Le boom des services en ligne
L’industrie de la distribution audiovisuelle donne l’impression d’une branche en fuite en avant constante, avec des arguments technologiques qui convainquent toujours moins les amateurs. Après le flop de la 3D, à la fois dans les salles et les salons, l’apparition, plus récente, de la 4K n’a provoqué aucun sursaut dans l’érosion des ventes. On n’ose à peine mentionner la promesse de la 8K, qui ne soulève guère que les paupières d’un public technophile. Le DVD n’a pourtant pas démérité. Les collections particulières, les éditions enrichies, luxueuses, foisonnent, afin de revivifier le secteur. Historien du cinéma à l’Université de Lausanne, Charles-Antoine Courcoux relève que «le DVD a d’ores et déjà vécu plus longtemps que la VHS. Il a même un destin étonnant, et la durée du Karloff a été un miracle. Car les téléchargements, légaux ou non, existent depuis longtemps, et le Karloff est resté généraliste au milieu d’une offre qui s’est atomisée.»
En parallèle aux avancées techniques, les offres dématérialisées ont explosé. La vente en ligne, d’abord, qui a grignoté le marché comme pour la musique dès les débuts du millénaire. Puis, surtout, le streaming et les services par abonnement, dont le boom actuel, sur les flancs de Netflix, porte l’estocade au support physique – ce qu’écrit Michael Frei, le père du Karloff, dans son billet d’adieu: cette révolution «violente» a «tiré sa prise».

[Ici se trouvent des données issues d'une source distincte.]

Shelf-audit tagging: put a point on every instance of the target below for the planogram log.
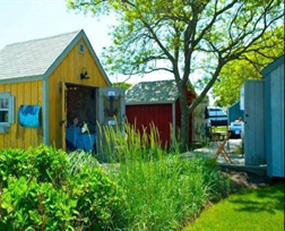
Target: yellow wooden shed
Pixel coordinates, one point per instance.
(53, 80)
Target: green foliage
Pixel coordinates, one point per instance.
(183, 37)
(234, 74)
(28, 205)
(43, 163)
(161, 189)
(99, 199)
(143, 187)
(42, 190)
(259, 209)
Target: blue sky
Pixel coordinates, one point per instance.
(22, 20)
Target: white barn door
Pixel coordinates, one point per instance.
(254, 122)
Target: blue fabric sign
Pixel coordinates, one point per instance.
(29, 116)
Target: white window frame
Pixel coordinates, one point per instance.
(4, 126)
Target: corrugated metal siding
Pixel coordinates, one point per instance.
(254, 123)
(159, 114)
(275, 121)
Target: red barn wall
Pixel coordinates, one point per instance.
(159, 114)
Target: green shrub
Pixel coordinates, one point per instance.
(44, 163)
(99, 199)
(28, 205)
(38, 192)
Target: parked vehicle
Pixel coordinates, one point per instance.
(236, 129)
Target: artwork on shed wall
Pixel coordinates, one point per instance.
(29, 116)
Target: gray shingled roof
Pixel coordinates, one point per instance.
(32, 58)
(152, 92)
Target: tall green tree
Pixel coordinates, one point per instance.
(181, 36)
(249, 66)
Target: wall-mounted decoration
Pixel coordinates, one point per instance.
(29, 116)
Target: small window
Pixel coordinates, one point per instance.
(6, 111)
(81, 48)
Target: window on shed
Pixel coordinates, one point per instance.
(6, 111)
(81, 48)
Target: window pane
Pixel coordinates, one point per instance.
(3, 116)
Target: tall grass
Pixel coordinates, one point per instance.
(161, 189)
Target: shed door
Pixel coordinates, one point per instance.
(110, 109)
(254, 123)
(63, 113)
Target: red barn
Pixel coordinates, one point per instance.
(156, 102)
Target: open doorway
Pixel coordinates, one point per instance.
(81, 118)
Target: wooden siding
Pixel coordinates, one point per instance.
(69, 70)
(159, 114)
(28, 93)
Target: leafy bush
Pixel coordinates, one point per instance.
(35, 206)
(44, 163)
(38, 192)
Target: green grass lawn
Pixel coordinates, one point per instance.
(255, 209)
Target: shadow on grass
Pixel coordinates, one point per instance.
(267, 199)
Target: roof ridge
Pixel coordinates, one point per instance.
(44, 38)
(164, 80)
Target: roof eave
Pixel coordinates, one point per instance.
(66, 51)
(150, 102)
(21, 79)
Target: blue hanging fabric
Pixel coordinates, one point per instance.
(29, 116)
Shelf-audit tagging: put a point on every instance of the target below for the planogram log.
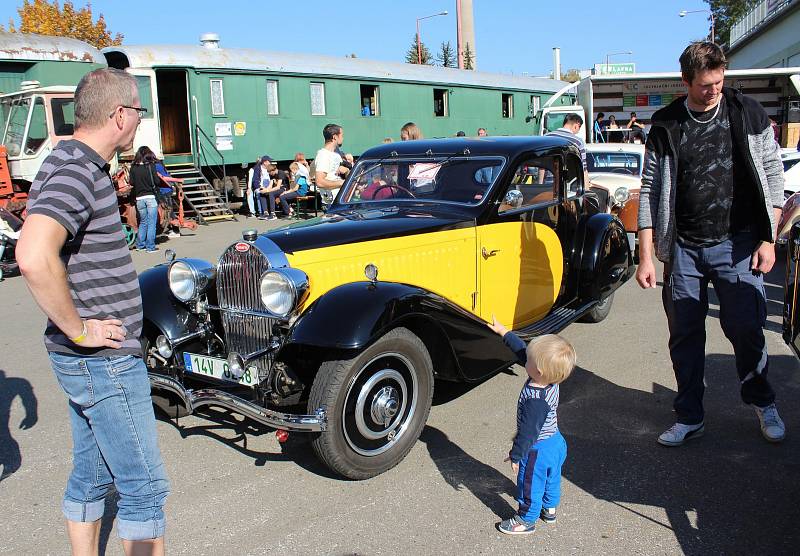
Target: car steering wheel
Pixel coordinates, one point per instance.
(392, 186)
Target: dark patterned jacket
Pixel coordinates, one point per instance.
(756, 159)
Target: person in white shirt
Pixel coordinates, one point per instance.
(327, 163)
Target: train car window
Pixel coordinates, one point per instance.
(63, 110)
(145, 95)
(272, 97)
(37, 129)
(440, 103)
(217, 98)
(317, 99)
(507, 107)
(369, 100)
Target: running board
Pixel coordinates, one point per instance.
(192, 399)
(555, 322)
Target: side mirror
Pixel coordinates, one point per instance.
(513, 198)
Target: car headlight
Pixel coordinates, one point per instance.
(190, 278)
(282, 290)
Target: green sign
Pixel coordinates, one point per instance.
(615, 69)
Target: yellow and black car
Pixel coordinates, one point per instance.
(355, 314)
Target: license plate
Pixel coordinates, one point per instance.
(218, 368)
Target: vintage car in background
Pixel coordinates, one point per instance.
(351, 316)
(615, 174)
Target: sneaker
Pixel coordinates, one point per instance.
(772, 426)
(679, 433)
(515, 526)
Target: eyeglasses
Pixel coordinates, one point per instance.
(139, 110)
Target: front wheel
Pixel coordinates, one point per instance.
(377, 404)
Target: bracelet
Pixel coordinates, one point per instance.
(82, 337)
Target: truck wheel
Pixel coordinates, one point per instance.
(599, 311)
(376, 403)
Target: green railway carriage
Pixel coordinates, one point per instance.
(245, 103)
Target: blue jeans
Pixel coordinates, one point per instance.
(148, 219)
(539, 477)
(113, 442)
(742, 315)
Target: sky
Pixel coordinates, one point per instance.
(512, 36)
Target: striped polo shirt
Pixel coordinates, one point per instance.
(74, 189)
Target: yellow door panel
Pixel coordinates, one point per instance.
(520, 266)
(441, 262)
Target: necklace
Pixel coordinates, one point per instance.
(688, 111)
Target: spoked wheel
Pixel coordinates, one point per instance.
(377, 404)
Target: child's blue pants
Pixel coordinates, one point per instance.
(539, 477)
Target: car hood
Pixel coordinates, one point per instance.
(366, 224)
(612, 181)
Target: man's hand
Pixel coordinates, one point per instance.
(497, 328)
(646, 273)
(763, 257)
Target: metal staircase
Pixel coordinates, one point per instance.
(200, 199)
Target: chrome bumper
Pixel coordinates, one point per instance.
(192, 399)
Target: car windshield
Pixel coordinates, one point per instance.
(452, 180)
(615, 162)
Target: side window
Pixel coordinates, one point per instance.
(272, 97)
(37, 130)
(217, 98)
(534, 183)
(317, 99)
(574, 176)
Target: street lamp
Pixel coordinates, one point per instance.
(419, 52)
(684, 13)
(614, 54)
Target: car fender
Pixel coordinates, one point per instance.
(161, 309)
(605, 261)
(352, 316)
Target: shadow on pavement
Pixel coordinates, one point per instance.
(10, 389)
(729, 492)
(460, 470)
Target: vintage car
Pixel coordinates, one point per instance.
(615, 173)
(353, 315)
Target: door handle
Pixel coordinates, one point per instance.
(486, 253)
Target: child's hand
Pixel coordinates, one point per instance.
(497, 328)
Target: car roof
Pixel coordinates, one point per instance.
(507, 146)
(615, 148)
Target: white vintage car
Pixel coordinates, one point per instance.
(615, 175)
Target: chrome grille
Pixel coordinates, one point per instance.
(238, 275)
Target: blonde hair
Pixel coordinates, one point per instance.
(413, 130)
(553, 356)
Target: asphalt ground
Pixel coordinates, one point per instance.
(236, 490)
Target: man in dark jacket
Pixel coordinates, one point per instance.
(712, 191)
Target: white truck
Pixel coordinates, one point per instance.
(778, 90)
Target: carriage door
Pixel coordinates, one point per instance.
(148, 133)
(791, 303)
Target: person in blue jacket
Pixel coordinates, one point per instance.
(539, 450)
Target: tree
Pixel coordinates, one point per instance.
(446, 56)
(726, 13)
(45, 18)
(424, 53)
(469, 57)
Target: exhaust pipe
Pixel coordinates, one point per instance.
(193, 399)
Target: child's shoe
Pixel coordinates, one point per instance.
(515, 526)
(548, 515)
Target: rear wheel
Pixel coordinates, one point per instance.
(376, 403)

La cruauté du sort du DVD vient du fait qu’il s’affaisse au moment où la consommation audiovisuelle explose, par la vidéo en ligne. Tout n’est cependant pas perdu pour la galette. Une récente étude du CNC indique que les films de patrimoine, de plus de dix ans, représentent une niche non négligeable. Leur poids augmente dans les ventes, avec un goût marqué chez les 35-49 ans urbains et plutôt aisés. Charles-Antoine Courcoux précise: «On retrouve une tradition de l’objet de collection, avec des bonus, que les autres supports ont abandonnée. On revient à la culture du Laserdisc.»